Department of Biomedical Data Science, Stanford University, Stanford, CA 94305, USA.
Departments of Bioengineering, Genetics, and Medicine, Stanford University, Stanford, CA 94305, USA.
Biomolecules. 2023 Feb 18;13(2):387. doi: 10.3390/biom13020387.
Drug abuse is a serious problem in the United States, with over 90,000 drug overdose deaths nationally in 2020. A key step in combating drug abuse is detecting, monitoring, and characterizing its trends over time and location, also known as pharmacovigilance. While federal reporting systems accomplish this to a degree, they often have high latency and incomplete coverage. Social-media-based pharmacovigilance has zero latency, is easily accessible and unfiltered, and benefits from drug users being willing to share their experiences online pseudo-anonymously. However, unlike highly structured official data sources, social media text is rife with misspellings and slang, making automated analysis difficult. Generative Pretrained Transformer 3 (GPT-3) is a large autoregressive language model specialized for few-shot learning that was trained on text from the entire internet. We demonstrate that GPT-3 can be used to generate slang and common misspellings of terms for drugs of abuse. We repeatedly queried GPT-3 for synonyms of drugs of abuse and filtered the generated terms using automated Google searches and cross-references to known drug names. When generated terms for alprazolam were manually labeled, we found that our method produced 269 synonyms for alprazolam, 221 of which were new discoveries not included in an existing drug lexicon for social media.

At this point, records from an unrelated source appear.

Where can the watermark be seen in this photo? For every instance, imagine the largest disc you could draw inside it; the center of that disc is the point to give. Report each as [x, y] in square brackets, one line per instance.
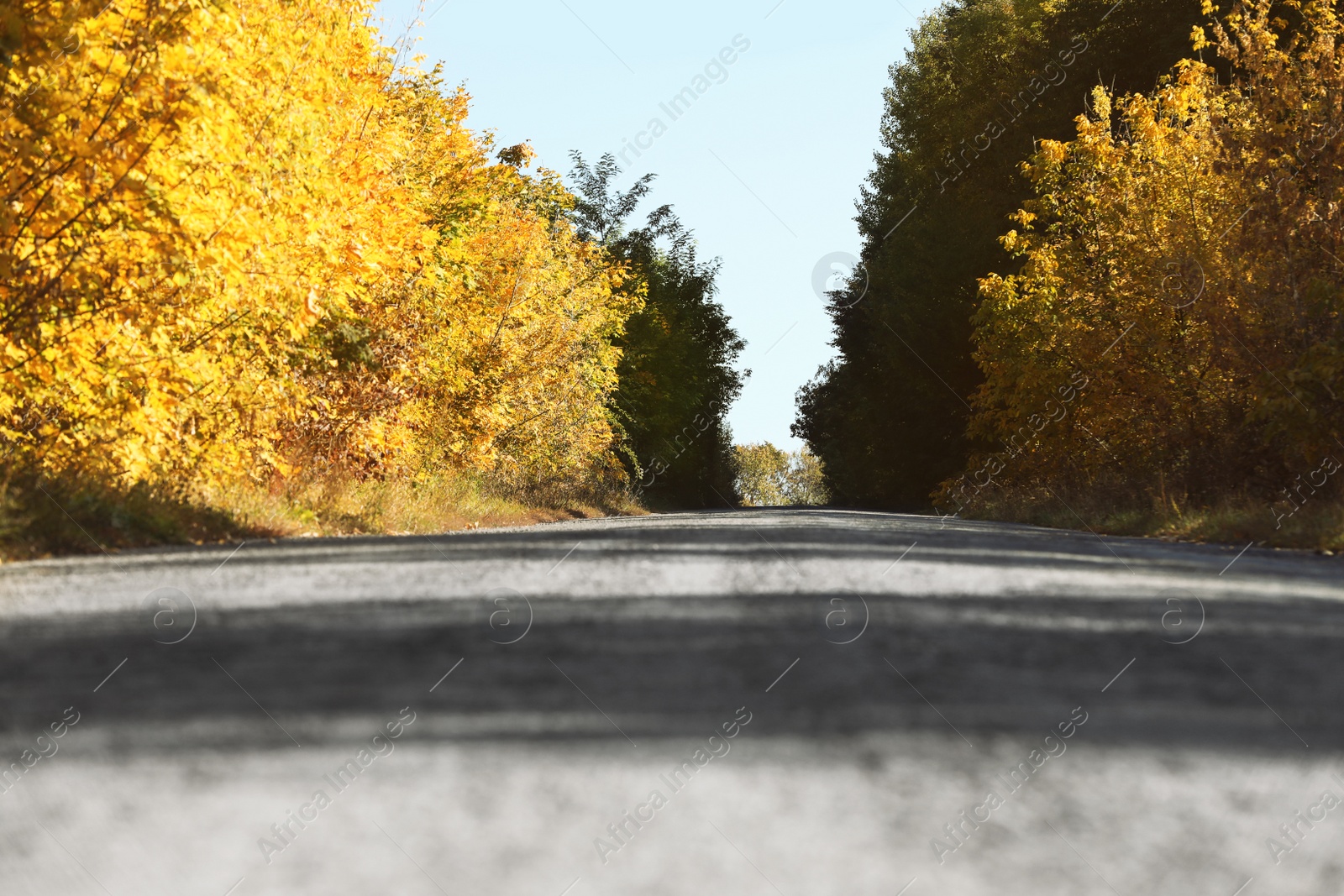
[172, 614]
[506, 616]
[716, 71]
[833, 275]
[968, 821]
[381, 745]
[716, 747]
[1327, 469]
[842, 616]
[1183, 282]
[1173, 620]
[1296, 829]
[45, 747]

We repeated this process for 98 drugs of abuse, of which 22 are widely-discussed drugs of abuse, building a lexicon of colloquial drug synonyms that can be used for pharmacovigilance on social media.

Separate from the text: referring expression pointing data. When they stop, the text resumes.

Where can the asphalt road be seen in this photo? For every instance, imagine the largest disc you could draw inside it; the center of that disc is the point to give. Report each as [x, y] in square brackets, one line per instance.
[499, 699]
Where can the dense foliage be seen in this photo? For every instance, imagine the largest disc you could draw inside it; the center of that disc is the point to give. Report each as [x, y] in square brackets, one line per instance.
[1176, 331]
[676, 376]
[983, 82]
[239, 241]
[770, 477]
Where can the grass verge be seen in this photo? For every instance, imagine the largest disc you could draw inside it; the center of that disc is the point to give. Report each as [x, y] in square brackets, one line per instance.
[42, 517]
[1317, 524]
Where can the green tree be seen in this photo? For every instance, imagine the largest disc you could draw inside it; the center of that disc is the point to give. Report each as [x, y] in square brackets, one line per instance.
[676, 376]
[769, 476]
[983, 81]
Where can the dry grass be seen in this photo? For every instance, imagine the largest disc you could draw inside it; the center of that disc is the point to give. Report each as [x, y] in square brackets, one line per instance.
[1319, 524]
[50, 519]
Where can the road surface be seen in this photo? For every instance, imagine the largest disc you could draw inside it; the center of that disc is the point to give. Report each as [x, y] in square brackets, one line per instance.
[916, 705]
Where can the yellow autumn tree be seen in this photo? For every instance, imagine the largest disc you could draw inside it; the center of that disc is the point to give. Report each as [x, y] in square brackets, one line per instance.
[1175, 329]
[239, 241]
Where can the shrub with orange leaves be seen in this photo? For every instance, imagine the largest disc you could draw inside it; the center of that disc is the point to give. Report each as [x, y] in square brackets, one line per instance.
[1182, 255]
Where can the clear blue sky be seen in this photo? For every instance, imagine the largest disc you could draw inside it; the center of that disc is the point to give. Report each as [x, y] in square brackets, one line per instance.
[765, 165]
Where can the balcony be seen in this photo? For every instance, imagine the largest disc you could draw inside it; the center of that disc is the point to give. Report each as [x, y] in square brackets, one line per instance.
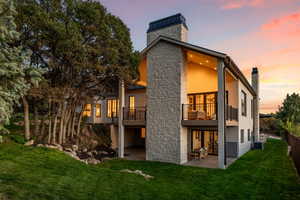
[232, 115]
[134, 116]
[206, 115]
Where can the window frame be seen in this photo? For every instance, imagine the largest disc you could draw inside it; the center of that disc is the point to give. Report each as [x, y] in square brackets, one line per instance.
[98, 114]
[131, 104]
[87, 112]
[244, 103]
[249, 135]
[112, 108]
[252, 108]
[242, 134]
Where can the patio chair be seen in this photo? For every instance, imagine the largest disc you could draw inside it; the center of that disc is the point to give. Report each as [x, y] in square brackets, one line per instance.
[203, 153]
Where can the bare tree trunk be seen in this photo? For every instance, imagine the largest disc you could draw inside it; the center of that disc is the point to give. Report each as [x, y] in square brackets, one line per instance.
[42, 129]
[66, 123]
[54, 125]
[62, 118]
[50, 123]
[79, 121]
[26, 118]
[36, 119]
[73, 124]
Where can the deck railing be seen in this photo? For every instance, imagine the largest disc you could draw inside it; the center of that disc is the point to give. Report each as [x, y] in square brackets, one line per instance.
[135, 114]
[207, 111]
[231, 113]
[203, 111]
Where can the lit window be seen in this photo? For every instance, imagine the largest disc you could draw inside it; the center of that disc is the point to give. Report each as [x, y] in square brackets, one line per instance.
[244, 103]
[242, 136]
[131, 102]
[143, 133]
[98, 110]
[112, 108]
[249, 135]
[87, 110]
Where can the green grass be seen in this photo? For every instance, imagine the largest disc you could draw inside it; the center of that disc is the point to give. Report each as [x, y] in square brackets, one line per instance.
[40, 173]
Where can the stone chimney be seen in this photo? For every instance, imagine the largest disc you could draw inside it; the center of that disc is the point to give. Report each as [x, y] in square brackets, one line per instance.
[174, 27]
[255, 85]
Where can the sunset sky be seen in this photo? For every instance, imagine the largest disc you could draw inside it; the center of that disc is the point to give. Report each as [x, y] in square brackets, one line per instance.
[262, 33]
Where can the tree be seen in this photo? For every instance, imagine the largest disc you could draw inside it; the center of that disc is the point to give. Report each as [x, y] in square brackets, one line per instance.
[83, 49]
[13, 64]
[290, 109]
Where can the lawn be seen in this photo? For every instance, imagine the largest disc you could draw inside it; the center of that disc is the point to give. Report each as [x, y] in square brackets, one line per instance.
[40, 173]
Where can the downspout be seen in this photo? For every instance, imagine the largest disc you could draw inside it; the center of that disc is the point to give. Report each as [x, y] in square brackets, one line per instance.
[224, 97]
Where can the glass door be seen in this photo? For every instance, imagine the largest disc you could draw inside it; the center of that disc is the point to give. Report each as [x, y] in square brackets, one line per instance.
[213, 142]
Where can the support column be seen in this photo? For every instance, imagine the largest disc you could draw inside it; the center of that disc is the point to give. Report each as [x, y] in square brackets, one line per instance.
[255, 85]
[221, 116]
[120, 118]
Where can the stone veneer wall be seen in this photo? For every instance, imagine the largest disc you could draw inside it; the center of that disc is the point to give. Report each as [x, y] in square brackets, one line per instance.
[178, 32]
[166, 138]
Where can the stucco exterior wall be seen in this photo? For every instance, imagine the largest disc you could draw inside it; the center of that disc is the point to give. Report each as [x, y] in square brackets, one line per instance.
[114, 136]
[140, 97]
[231, 85]
[178, 32]
[201, 79]
[165, 63]
[245, 122]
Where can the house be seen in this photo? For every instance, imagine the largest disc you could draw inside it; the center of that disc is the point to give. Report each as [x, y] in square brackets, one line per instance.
[187, 98]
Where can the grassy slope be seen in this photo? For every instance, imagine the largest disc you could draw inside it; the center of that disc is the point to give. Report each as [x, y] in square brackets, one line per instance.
[39, 173]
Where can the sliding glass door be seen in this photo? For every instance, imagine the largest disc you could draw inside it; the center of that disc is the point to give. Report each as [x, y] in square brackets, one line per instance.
[204, 139]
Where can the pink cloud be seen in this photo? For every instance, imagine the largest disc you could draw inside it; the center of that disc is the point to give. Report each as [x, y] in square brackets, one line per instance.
[236, 4]
[285, 28]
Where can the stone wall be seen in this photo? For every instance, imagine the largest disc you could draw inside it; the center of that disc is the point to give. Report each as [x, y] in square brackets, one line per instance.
[165, 135]
[178, 32]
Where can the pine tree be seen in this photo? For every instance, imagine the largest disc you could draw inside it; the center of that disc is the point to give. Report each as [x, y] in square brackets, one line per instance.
[14, 68]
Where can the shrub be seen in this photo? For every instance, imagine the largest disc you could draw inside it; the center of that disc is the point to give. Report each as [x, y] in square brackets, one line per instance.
[17, 138]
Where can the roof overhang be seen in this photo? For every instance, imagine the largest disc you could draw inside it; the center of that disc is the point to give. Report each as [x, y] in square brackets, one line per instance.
[229, 63]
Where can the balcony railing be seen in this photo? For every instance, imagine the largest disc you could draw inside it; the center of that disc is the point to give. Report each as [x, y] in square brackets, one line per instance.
[231, 113]
[203, 111]
[207, 112]
[135, 114]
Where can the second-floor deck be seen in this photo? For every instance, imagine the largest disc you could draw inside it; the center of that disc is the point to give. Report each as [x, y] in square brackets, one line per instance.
[206, 114]
[134, 116]
[192, 115]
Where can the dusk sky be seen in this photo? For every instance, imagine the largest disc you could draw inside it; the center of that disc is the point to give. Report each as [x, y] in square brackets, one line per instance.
[262, 33]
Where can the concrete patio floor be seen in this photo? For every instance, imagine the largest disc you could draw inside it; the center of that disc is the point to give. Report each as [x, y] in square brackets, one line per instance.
[138, 153]
[208, 162]
[135, 153]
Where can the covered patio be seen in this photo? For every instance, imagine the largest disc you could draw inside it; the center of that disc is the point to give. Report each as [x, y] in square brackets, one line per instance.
[135, 153]
[210, 161]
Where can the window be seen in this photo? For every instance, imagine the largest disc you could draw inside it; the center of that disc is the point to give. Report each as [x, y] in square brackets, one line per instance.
[242, 135]
[98, 110]
[143, 133]
[87, 110]
[131, 102]
[112, 107]
[227, 97]
[244, 103]
[252, 109]
[249, 135]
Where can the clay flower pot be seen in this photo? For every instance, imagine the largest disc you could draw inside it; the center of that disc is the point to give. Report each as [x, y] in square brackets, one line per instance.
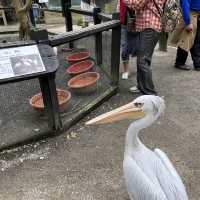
[77, 57]
[84, 83]
[80, 67]
[64, 97]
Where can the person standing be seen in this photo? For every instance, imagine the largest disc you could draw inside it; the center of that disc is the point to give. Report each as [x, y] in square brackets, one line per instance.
[148, 26]
[87, 5]
[128, 42]
[188, 35]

药物滥用是美国的一个严重问题,2020 年全国有超过 90,000 例药物过量死亡。打击药物滥用的一个关键步骤是检测、监测和描述其随时间和地点的趋势,也称为药物警戒。虽然联邦报告系统在一定程度上实现了这一目标,但它们通常存在高延迟和不完整的覆盖范围。基于社交媒体的药物警戒具有零延迟、易于访问且不受过滤、并且受益于药物使用者愿意在网上匿名分享他们的经验。然而,与高度结构化的官方数据源不同,社交媒体文本充满了拼写错误和俚语,使得自动化分析变得困难。生成式预训练转换器 3(GPT-3)是一种专门用于少量学习的大型自回归语言模型,它是在整个互联网的文本上进行训练的。我们证明 GPT-3 可用于生成滥用药物的俚语和常见拼写错误。我们反复向 GPT-3 查询滥用药物的同义词,并使用自动谷歌搜索和交叉引用已知药物名称来过滤生成的术语。当对阿普唑仑生成的术语进行手动标记时,我们发现我们的方法生成了 269 个阿普唑仑的同义词,其中 221 个是新发现的,未包含在现有的社交媒体药物词汇中。我们对 98 种滥用药物重复了这个过程,其中 22 种是广泛讨论的滥用药物,构建了一个口语药物同义词词汇表,可用于社交媒体上的药物警戒。